“Não é um festival de teatro, nem uma mostra de dança, mas tem um pouco de tudo isso.” É dessa forma que a organização da Mostra Farofa do Processo se apresenta. O evento, nascido em 2020, chega à quarta edição com nome e formato transmutados, mas ainda com o “movimento” como principal pressuposto. O novo Farofa de Processo começa no próximo sábado, 2/3, em São Paulo, na Casa do Povo, Oficina Cultural Oswald de Andrade e no Teatro de Contêiner. A ênfase no OFF (do inglês, ‘fora’) no que até o último ano era a FarOFFa explicava a criação e existência de um evento de teatro paralelo à Mostra Internacional de Teatro de São Paulo (MITSP) que, este ano, começa um dia antes, sexta-feira, 1/3, e segue com programação até 10/3.
Por não ser nada e tudo ao mesmo tempo é que o festival tem a premissa de apresentar de maneira aberta processos e situações ainda em possibilidade de especulação. Outros formatos de encontros, rodas de conversa, formações online e presenciais, sessões de vídeos, somam-se à programação. Sem tema ou adjetivos que definem um assunto, a comunicação da mostra apresenta a quarta edição a partir do conceito de tempo. “É bonito ver que, a cada ano que passa, o festival vem ganhando mais força. Estou animado de poder fazer parte dessa troca e acompanhar outros trabalhos de amigos”, conta à ceLesTe Preto Vidal, que estará em cartaz com o solo Terror Noturno.
Entre produções de São Paulo, Baixada Santista, Espírito Santo e Piauí, o partido é a exibição de obras já apresentadas anteriormente. Sem estreias, o público ganha uma chance de ver e rever peças.
Especulação
Olhando para a programação da Mostra (com um site super legal), lendo as sinopses e biografia dos participantes, a divulgação toda, a sensação é que são conjuntos de trabalhos que tomam o presente enquanto ficção. Terror Noturno, apresentado por Vidal, narra a vida de um homem com dificuldades para dormir. No delírio, o personagem entende que está aprisionado no próprio pesadelo (ou sonho), ligado ao seu passado. Vidal, que assume a interpretação, dramaturgia e concepção, conta que “o personagem revive cenas de filmes de terror quase em forma de sonho, criando uma releitura onde o protagonismo, alterado para o corpo de um homem negro (completamente demonizado) que luta para nao ser o ‘vilão” que todos esperam, muda completamente essas narrativas predominantemente brancas”.

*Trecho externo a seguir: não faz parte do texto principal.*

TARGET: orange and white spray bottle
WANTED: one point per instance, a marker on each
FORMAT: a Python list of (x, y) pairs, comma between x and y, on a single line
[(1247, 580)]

O sonho como recurso narrativo aparece também em Magnólia, apresentada pela atriz e diretora Marina Esteves, que narra a história de uma mulher negra cansada de carregar o fardo de seu gênero e raça, ou o terror como gênero, como em Stalking, em que uma mulher passa a sofrer assédio no ambiente de trabalho; a peça, criada por Elisa Volpatto, Livia Vilela, Paulo Salvetti e Rita Grillo, parte da recriação da história de abuso sofrida desde 2015 por Vilela. A distopia, ficção, especulação de futuro e passado parecem ângulos possíveis para um olhar crítico do presente, pautado em assuntos básicos para compreender o hoje: corpo, gênero, raça e classe. A ficção surge então como filtro do que se vive diariamente, como possibilidade de interpretação do real. “Comecei a ver a linguagem do terror como uma possibilidade de me aproximar dos meus medos e cada vez mais me apropriar das histórias dos meus”, conta Vidal.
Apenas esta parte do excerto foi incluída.